In 2009, Milford made the founder an offer to buy him out completely and 2010 saw a leadership restructure when he assumed full control of the business. “We recruited a new technical director and began planning to develop a modern replacement for Service Accent – that was to be Vantage Online a cloudbased and ﬂexible alternative. That took us over fve years to bring to market. During development, we engaged with some twenty or thirty Service Accent customers. Vantage Online entered beta testing in 2015, and formally launched in 2016 alongside a complete rebrand,” he explained.
Exclusive for office technology
Vantage Online was designed to meet the specific needs of the MPS, managed service and office technology markets. “We designed it from the outset to be exclusively for managed print and managed IT services markets. We decided this was going to be our exclusive area,” Milford said.
Today 90 per cent of customers are in the managed print space. “We are doing more business within the Managed IT sector as the lines between those two industries are becoming more and more blurred,” Milford said, adding: “We do still have a few customers in other industries, ones who have been with us since the early days and who have remained loyal.”
To date, Vantage has migrated about 65 per cent of existing Service Accent customers over to Vantage Online. The company has also just announced end of life support for Service Accent will take place at the end of December 2019. It expects by then to have migrated 90 per cent of existing Service Accent customers over to Vantage Online.
2019 will see the company focus on migrating more customers. “By the end of next year, we expect less than 10 per cent of our customers will be using Service Accent,” Milford said.
He continued: “When we launched Vantage Online we were very surprised, we thought we would spend the vast majority of our time migrating existing customers, particularly as we had involved them in the development. But the thing that surprised us was that over the last two years, 40 per cent of businesses who have adopted Vantage Online are new business wins.”
Vantage Computing serves around 200 dealers in the UK and about 340 overseas. “We have a footprint in about 28 countries, around a quarter of our customers are outside of the UK and that’s where we see opportunity for further growth,” Milford said.

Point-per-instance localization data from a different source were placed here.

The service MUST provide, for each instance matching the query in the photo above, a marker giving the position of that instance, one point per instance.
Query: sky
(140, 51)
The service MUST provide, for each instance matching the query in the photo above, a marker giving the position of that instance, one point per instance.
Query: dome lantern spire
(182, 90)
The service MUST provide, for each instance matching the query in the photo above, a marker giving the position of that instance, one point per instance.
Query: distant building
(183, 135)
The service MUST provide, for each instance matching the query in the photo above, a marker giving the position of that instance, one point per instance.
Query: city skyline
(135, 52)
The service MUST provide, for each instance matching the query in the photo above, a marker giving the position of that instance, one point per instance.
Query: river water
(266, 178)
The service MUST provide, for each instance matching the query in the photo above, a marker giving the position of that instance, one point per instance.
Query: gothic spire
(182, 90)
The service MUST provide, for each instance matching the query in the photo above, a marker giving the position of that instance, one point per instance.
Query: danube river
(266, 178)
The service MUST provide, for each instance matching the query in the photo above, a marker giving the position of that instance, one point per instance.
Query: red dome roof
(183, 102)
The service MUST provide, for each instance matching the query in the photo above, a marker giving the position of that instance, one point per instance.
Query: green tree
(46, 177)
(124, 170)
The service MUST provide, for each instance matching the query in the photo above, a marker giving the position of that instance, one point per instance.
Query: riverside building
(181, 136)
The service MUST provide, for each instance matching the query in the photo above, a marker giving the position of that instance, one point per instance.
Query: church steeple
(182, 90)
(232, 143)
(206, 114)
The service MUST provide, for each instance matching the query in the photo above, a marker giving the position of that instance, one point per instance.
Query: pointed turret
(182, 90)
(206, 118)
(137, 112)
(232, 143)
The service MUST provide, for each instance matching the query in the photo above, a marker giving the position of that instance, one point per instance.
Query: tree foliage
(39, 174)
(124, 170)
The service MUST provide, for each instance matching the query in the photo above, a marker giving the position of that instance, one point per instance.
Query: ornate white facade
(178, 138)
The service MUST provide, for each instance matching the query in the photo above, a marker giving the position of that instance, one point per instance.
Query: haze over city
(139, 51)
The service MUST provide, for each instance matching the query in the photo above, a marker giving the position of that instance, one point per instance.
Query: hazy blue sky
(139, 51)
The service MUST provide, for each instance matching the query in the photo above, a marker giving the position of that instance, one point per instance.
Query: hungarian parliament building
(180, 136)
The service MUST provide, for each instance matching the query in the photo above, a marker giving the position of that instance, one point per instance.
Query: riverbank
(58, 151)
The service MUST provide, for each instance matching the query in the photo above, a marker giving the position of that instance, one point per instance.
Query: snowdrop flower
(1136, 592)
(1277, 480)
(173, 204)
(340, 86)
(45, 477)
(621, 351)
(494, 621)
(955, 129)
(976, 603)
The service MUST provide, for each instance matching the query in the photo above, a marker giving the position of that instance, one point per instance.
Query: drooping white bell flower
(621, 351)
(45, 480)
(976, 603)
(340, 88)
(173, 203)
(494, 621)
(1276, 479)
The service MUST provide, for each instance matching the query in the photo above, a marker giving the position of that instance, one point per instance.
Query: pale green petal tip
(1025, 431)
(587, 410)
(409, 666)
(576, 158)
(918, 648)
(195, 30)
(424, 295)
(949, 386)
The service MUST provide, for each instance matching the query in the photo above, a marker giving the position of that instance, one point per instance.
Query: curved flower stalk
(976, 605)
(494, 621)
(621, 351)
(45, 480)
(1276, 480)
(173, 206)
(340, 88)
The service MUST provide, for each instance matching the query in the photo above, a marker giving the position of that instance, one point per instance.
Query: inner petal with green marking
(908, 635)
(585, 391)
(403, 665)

Milford admits that while Vantage’s market position in the UK is pretty good, the growth opportunities there are limited. “It is a finite market, there are only so many dealers and those that don’t have a service management system by now probably never will. There is also continued consolidation to consider,” he said.
The company has grown, turnover is in excess of £1 million and the staff totals 15 people. “In just a few years, we have gone from a development team of one, to a situation where we now have six full time developers and by the end of this year we will have eight,” Milford stated.
He added: “This year, we have almost doubled the size of the implementation team – increasing headcount from three to five people. We have added two new project managers/implementation consultants and we are currently interviewing to recruit two further people to join our first line support team.”
Vantage has a three-year plan to become a £2.5 million business by the end of 2021. “We see the bulk of our growth over the next three years coming from overseas. We have plans in place to open up an office in Continental Europe before the end of next year, and we expect 75 per cent of growth to come from outside of the UK,” Milford said in conclusion.